How am I supposed to perform at a private airport? In Orange County???? I asked.

I dunno he texted back. Seems like a good place for you. 

ahahaa why is that

It just seems to vibe with your whole.. obsession? With America?

***

I performed my first half-hour of stand up in January of 2018. My friend Steve asked me to headline the weekly Chatterbox Comedy Night, in my mind the Platonic ideal of a bar show. A half hour was everything I had at that point and then some. The minutes still left over I filled with a song-and-dance number, kicking off a chronic prickle of doubt that every time I pepper my act with props or music or technical cues, I’m not really being a stand up comedian. After my set I sat at the bar in my little sailor outfit, covered in fake blood, and he asked me how I felt. I wasn’t sure. The Catch-22 of flow states is that they’re difficult to remember. I talk to comics all the time who seem to black out when they are truly present (this is why we record our sets on our phones—it’s a way to capture the ghosts of eloquence after they have deigned to pass through us at the two-drink-minimum function). The fun thing about doing longer sets, Steve said, is you start to see what it is that you really talk about. 

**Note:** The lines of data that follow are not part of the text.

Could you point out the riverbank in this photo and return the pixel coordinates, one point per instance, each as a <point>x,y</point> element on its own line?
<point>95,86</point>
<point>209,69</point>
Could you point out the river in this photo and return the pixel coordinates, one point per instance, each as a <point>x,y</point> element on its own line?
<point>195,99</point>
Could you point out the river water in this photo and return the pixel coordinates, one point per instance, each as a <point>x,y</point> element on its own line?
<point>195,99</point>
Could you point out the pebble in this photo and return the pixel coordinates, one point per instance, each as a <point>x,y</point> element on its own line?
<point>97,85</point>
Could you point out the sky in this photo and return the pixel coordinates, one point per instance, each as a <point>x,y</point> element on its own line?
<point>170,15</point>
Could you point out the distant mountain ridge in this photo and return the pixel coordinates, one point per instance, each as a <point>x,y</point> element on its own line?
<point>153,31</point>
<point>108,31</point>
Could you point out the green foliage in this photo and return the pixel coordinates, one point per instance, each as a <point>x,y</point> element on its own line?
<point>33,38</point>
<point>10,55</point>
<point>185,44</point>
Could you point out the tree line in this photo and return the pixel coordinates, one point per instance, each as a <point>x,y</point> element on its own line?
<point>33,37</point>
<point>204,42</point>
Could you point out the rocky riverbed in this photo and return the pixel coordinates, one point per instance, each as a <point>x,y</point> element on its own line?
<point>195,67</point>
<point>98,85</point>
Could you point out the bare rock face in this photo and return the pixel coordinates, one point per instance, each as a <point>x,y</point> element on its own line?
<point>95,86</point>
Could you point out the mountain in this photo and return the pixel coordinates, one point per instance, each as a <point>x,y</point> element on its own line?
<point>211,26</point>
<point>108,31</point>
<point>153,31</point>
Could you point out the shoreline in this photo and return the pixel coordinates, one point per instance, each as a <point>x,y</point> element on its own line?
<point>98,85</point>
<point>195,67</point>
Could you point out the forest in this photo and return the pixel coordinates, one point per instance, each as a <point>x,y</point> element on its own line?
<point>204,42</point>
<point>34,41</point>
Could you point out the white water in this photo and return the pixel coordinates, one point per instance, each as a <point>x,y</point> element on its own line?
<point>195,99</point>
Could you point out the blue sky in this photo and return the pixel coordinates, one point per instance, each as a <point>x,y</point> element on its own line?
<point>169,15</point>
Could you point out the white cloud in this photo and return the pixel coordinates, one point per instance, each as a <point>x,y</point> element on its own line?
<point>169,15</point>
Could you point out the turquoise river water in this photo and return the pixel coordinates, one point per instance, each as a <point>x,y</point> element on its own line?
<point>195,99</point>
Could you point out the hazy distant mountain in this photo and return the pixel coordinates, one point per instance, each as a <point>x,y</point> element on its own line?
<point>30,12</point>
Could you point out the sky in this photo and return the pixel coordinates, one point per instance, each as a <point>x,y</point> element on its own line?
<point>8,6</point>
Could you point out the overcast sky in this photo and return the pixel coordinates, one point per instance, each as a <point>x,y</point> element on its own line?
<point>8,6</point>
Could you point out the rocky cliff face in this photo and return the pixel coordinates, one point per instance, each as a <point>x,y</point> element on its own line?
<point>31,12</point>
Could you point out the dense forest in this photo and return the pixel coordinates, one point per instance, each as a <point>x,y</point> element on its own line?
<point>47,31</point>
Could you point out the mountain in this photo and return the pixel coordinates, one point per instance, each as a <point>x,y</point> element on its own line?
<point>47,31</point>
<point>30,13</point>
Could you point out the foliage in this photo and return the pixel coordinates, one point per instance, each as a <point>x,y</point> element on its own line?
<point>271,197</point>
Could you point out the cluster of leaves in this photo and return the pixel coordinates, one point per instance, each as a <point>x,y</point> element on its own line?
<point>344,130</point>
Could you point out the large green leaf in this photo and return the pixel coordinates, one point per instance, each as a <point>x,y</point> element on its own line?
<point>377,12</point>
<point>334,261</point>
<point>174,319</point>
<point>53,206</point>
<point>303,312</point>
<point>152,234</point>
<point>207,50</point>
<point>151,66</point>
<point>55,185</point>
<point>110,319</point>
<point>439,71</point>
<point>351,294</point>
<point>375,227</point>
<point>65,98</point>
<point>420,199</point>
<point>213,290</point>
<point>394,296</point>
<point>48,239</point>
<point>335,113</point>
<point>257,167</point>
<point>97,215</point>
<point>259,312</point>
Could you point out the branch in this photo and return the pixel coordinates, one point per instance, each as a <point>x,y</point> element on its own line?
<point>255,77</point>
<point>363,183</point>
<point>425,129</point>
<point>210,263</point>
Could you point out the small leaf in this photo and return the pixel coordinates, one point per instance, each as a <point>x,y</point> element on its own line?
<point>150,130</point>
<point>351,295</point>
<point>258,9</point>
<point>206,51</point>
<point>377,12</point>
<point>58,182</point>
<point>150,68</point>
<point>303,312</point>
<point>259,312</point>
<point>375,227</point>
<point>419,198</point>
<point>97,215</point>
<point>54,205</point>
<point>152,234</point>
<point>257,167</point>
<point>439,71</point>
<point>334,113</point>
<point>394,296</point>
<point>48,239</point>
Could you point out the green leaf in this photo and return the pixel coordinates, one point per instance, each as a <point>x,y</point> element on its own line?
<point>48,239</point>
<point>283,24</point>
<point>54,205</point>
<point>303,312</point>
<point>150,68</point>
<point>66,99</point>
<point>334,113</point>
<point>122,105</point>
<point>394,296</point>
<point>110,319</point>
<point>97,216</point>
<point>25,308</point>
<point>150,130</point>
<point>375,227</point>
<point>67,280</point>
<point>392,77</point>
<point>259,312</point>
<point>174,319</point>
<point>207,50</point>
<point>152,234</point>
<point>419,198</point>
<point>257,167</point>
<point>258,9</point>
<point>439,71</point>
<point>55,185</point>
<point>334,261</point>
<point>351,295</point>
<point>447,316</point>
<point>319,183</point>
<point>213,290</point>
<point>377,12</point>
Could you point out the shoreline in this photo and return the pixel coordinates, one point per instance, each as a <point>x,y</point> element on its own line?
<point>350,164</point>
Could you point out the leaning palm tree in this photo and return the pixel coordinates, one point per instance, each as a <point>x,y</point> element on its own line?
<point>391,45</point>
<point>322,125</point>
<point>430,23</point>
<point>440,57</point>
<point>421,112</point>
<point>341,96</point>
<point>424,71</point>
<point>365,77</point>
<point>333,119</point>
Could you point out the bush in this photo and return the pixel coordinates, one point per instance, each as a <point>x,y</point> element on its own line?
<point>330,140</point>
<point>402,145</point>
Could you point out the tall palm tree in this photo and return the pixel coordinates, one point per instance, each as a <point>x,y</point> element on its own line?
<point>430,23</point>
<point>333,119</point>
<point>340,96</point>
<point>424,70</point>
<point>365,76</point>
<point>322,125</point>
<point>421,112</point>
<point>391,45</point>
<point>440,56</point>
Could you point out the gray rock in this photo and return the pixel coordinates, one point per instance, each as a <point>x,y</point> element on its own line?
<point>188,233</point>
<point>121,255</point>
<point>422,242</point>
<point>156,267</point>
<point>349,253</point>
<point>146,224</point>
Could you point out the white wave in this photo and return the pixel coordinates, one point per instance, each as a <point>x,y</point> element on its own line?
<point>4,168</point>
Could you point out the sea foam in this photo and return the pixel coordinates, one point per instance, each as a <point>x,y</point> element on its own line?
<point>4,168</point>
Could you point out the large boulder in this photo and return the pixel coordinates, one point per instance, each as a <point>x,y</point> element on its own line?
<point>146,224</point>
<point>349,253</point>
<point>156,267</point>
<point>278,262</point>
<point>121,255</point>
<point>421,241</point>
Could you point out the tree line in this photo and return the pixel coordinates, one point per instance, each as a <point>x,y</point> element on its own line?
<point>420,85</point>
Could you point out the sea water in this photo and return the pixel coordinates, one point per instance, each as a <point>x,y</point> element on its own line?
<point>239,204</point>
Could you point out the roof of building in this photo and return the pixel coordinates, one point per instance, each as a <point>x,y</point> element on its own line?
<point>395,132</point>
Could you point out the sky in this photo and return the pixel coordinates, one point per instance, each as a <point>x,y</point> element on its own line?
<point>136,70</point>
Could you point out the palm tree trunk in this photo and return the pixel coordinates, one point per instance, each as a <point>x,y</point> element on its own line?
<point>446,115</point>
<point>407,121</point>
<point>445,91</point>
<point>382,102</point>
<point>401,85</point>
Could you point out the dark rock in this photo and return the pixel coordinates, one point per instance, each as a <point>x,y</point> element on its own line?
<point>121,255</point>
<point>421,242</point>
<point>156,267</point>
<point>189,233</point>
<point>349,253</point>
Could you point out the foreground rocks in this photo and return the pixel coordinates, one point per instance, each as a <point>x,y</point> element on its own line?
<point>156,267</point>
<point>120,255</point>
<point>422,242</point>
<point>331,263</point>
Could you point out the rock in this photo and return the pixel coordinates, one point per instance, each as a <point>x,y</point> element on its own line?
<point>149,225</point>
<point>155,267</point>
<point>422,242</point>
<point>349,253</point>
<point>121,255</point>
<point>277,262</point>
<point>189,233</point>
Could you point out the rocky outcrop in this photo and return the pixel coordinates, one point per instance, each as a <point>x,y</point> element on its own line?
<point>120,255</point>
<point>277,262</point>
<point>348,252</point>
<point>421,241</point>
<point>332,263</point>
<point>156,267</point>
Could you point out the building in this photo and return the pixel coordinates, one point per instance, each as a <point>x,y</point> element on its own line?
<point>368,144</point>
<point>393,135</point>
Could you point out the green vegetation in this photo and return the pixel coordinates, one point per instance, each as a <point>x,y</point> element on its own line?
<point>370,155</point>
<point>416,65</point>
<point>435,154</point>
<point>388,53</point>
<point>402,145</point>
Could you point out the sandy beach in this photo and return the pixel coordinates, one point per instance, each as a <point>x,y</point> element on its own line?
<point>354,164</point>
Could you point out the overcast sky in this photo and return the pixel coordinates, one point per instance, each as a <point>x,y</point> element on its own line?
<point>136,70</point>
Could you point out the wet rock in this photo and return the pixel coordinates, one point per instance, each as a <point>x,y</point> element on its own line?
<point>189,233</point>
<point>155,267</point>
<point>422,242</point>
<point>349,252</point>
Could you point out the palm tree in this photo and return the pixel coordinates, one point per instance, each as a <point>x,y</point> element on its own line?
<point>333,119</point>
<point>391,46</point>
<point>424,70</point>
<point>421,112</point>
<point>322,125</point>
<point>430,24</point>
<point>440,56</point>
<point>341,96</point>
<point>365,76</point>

“So what is it that I talk about?”

“You talk about money.” he said “and what it’s like to be a woman.”

***

They’re right. Stand up is such a relational act it’s hard to know for yourself what you’re doing. Other people have to mirror it back to you. I’m obsessed with this financial system (capitalism) and this country (the United States of America) and how they find expression in this body (which I am not always a fan of) and others like it (which are always better than mine). But more than that I have been obsessed with about-ness. I’ve tried to make my comedy do the work of op-eds and finger wagging when subtext has always done her thing whether I wanted her to or not. So this show will take the form of my obsessions. I will share details of them in the coming weeks. As for what it’s about, that’s not for me to decide. 


About Christina Catherine Martinez

Christina Catherine Martinez is a writer, actress, and comedian based in Los Angeles. Her work has been described as "a great bridge between many different disciplines, including performance art, stand up, and clowning." She can be seen in the short-form series TWO PINK DOORS and LAST DAYS on FXX and heard on the forthcoming Audible Original scripted series HAUNT THE JOHNSONS. She writes for a number of art and culture publications all over the globe, and was a creative consultant on season five of THE ERIC ANDRE SHOW on Adult Swim. She is a 2018 recipient of the Creative Capital/Andy Warhol Foundation Arts Writers Grant, and was named a Comic to Watch by TimeOutLA in 2020, as well as a Comedian You Should Know by Vulture / New York Magazine in 2020. Her book of essays, titled Aesthetical Relations, was published in 2019 by Hesse Press.